Se sabía que el Real Madrid le echaría en falta. Guardiola había trabajado la presión alta para poner en apuros a dos centrales que son más marcadores que libres como Varane y Militao. Jugadores que no están acostumbrados a ser la primera opción en la salida de balón desde atrás y que tienen un rol complementario cuando Sergio está en el césped. Y ocurrió lo previsible en una jugada en la que los delanteros locales apretaron a Varane y le robaron la pelota para nogtar el 1-0.

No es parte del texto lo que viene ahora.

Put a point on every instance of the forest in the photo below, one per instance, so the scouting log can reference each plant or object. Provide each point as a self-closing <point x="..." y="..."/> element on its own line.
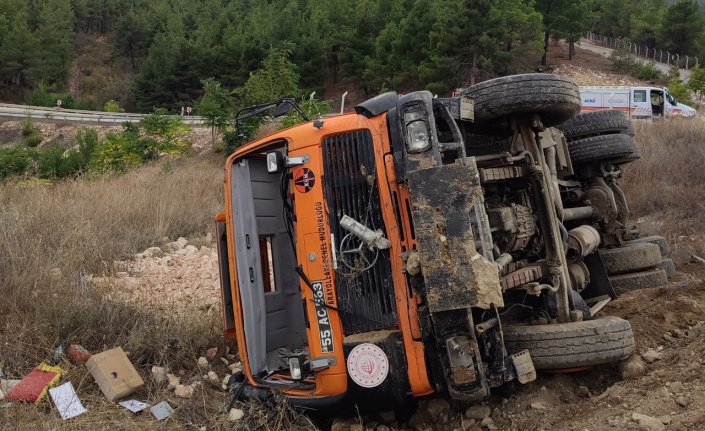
<point x="139" y="56"/>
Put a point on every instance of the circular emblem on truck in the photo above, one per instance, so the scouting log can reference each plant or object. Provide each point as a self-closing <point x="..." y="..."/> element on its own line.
<point x="304" y="180"/>
<point x="368" y="365"/>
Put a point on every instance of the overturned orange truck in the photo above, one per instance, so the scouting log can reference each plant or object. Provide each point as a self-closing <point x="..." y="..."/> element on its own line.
<point x="423" y="245"/>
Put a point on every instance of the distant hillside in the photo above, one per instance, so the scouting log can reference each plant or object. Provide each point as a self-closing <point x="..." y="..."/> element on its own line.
<point x="144" y="55"/>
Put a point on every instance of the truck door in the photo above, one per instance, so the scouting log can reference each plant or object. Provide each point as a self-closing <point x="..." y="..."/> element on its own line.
<point x="657" y="100"/>
<point x="640" y="104"/>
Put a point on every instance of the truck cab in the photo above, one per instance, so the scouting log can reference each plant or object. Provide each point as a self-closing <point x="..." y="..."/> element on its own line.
<point x="360" y="260"/>
<point x="637" y="102"/>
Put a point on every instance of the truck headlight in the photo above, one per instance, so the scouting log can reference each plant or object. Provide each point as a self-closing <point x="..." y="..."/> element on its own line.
<point x="417" y="134"/>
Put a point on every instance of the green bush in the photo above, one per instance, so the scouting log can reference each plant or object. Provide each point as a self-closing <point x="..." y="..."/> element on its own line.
<point x="696" y="83"/>
<point x="118" y="152"/>
<point x="622" y="61"/>
<point x="646" y="72"/>
<point x="680" y="91"/>
<point x="112" y="106"/>
<point x="16" y="161"/>
<point x="28" y="126"/>
<point x="43" y="97"/>
<point x="33" y="139"/>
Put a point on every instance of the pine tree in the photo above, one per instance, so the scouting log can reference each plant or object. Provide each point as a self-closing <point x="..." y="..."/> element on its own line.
<point x="55" y="33"/>
<point x="19" y="54"/>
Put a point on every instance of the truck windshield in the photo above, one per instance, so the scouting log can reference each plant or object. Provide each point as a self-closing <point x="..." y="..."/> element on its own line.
<point x="670" y="98"/>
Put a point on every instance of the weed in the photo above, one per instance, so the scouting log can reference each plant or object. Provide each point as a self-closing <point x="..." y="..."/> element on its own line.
<point x="667" y="185"/>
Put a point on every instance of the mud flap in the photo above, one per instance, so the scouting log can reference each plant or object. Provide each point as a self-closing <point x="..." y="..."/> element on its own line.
<point x="456" y="276"/>
<point x="524" y="367"/>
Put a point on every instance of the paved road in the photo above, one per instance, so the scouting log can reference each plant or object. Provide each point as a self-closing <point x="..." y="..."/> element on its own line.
<point x="602" y="50"/>
<point x="75" y="115"/>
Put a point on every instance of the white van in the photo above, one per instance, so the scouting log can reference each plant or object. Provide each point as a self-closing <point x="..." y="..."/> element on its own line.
<point x="638" y="102"/>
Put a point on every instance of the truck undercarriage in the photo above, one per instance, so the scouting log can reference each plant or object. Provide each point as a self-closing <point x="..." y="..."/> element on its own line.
<point x="424" y="245"/>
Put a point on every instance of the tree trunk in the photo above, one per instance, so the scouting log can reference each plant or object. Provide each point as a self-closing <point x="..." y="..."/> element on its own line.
<point x="546" y="37"/>
<point x="473" y="70"/>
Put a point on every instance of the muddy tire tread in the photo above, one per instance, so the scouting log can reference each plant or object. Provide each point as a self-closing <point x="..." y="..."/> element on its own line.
<point x="555" y="98"/>
<point x="575" y="344"/>
<point x="595" y="123"/>
<point x="601" y="147"/>
<point x="638" y="280"/>
<point x="631" y="258"/>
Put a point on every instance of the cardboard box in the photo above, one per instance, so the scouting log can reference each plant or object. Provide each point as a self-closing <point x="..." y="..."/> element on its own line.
<point x="114" y="373"/>
<point x="33" y="388"/>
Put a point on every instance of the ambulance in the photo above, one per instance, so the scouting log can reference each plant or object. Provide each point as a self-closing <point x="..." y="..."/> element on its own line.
<point x="638" y="102"/>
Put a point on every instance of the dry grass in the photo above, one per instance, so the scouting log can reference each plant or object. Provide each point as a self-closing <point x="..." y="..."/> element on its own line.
<point x="53" y="235"/>
<point x="666" y="187"/>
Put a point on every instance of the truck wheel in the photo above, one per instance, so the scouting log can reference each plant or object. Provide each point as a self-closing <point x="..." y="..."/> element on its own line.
<point x="595" y="123"/>
<point x="638" y="280"/>
<point x="653" y="239"/>
<point x="555" y="98"/>
<point x="668" y="267"/>
<point x="575" y="344"/>
<point x="634" y="156"/>
<point x="601" y="147"/>
<point x="631" y="258"/>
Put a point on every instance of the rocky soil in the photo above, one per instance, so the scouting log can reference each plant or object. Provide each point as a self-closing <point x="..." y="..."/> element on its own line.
<point x="64" y="133"/>
<point x="659" y="388"/>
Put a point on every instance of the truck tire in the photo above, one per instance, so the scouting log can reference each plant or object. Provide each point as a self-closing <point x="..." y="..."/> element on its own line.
<point x="668" y="267"/>
<point x="634" y="156"/>
<point x="575" y="344"/>
<point x="630" y="258"/>
<point x="601" y="147"/>
<point x="595" y="123"/>
<point x="555" y="98"/>
<point x="638" y="280"/>
<point x="653" y="239"/>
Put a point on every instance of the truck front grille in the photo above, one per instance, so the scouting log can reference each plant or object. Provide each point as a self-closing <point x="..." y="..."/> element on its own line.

Cayese o no el Real Madrid su ausencia era decisiva. Florentino se ha curado en salud advirtiendo el día del alirón liguero que “Ramos estará en el Real Madrid toda la vida”. Mejor negociar a buenas que tensando la cuerda como en anteriores renovaciones.

Si el Real Madrid pasaba, Sergio Ramos estaría en Lisboa (otra vez Ramos y Lisboa), para jugar los cuartos y quién sabe si alzar otra Champions. Ocurrió lo contrario y René Ramos se sentará con Florentino para cerrar la renovación de su hermano, que será el mejor pagado de la plantilla, sabiendo que es insustituible en estos momentos en el Real Madrid. Gana Ramos sí o sí.